Suppose that we have function $y=\sin(x)$ we need to find its inverse function, assuming that $D(f)=[-\pi/4.\pi/4]$
I know that inverse of $\sin(x)$ is $\arcsin(x)$, it would be answer of a given function too, but why do I need $D(f)=[-\pi/4.\pi/4]$? I don't know, should I introduce some variable $c$, so that $y=\sin(x)$ will look like $y=\sin(x-c)$ or $y=\sin(x)+c$? Please give me a hint. In case I meet similar problem, like "find inverse of function $y=f(x)$ where $D(f)=[a,b]$" what should I do?
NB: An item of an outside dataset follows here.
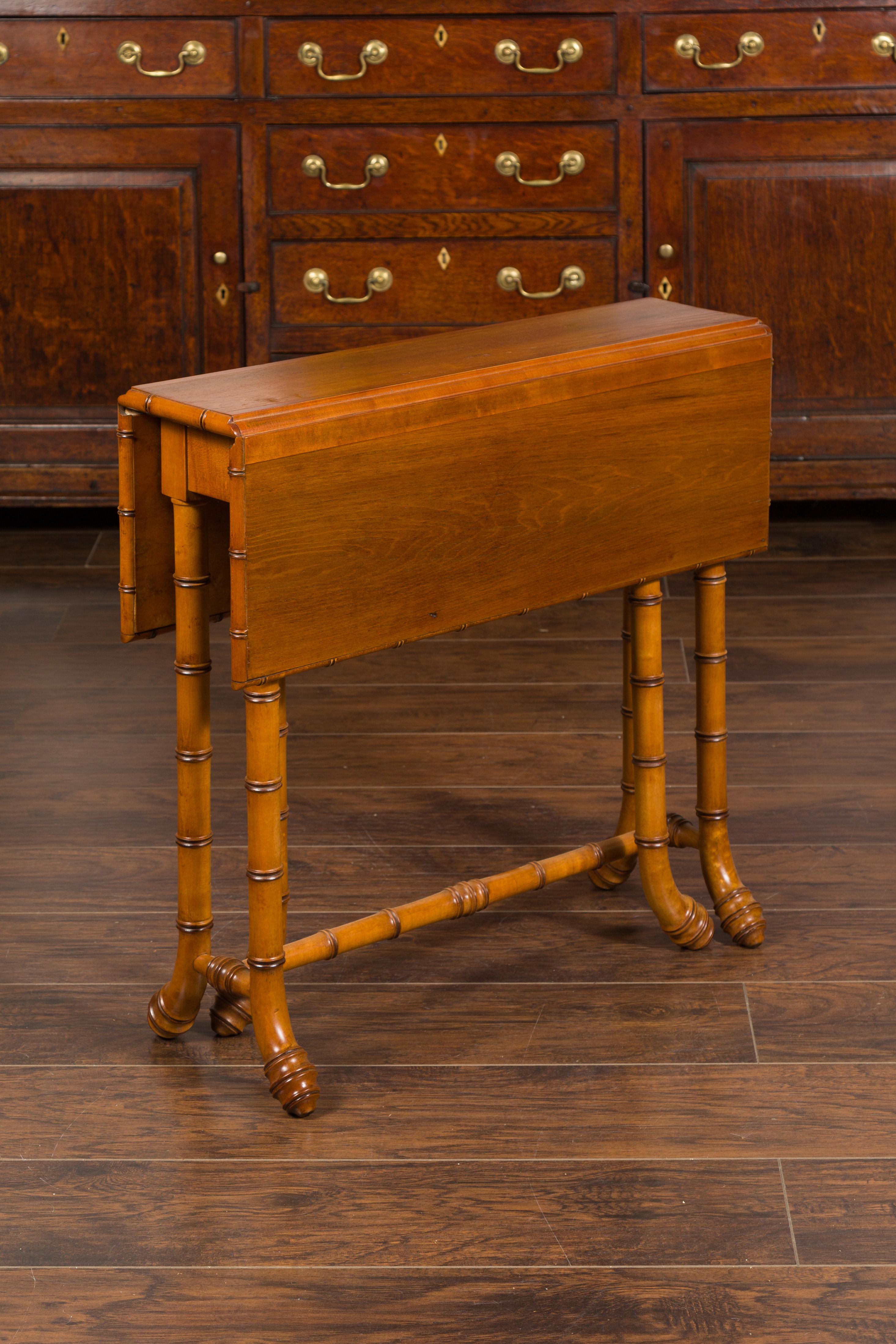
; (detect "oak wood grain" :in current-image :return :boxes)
[0,1064,896,1161]
[0,1266,896,1344]
[0,1161,794,1269]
As I know domain of given function and range of inverse function are the same, so it means that the range of $\arcsin(x)$ is $[-\pi/4.\pi/4]$, but how to proceed?
Best Answer
The typical range of $\arcsin(x)$ is $[-\pi/2,\pi/2]$, with domain $[-1,1]$. This is because we restrict $\sin(x)$ to the interval $[-\pi/2,\pi/2]$--a maximal interval on which $\sin(x)$ is one-to-one--and then take the inverse.
However, we didn't have to have a maximal interval, just some interval on which it's one-to-one, so the same principle will apply here, and you'll simply have $f^{-1}(x)$ as the restriction of $\arcsin(x)$ to the interval $[-1/\sqrt{2},1/\sqrt{2}]$.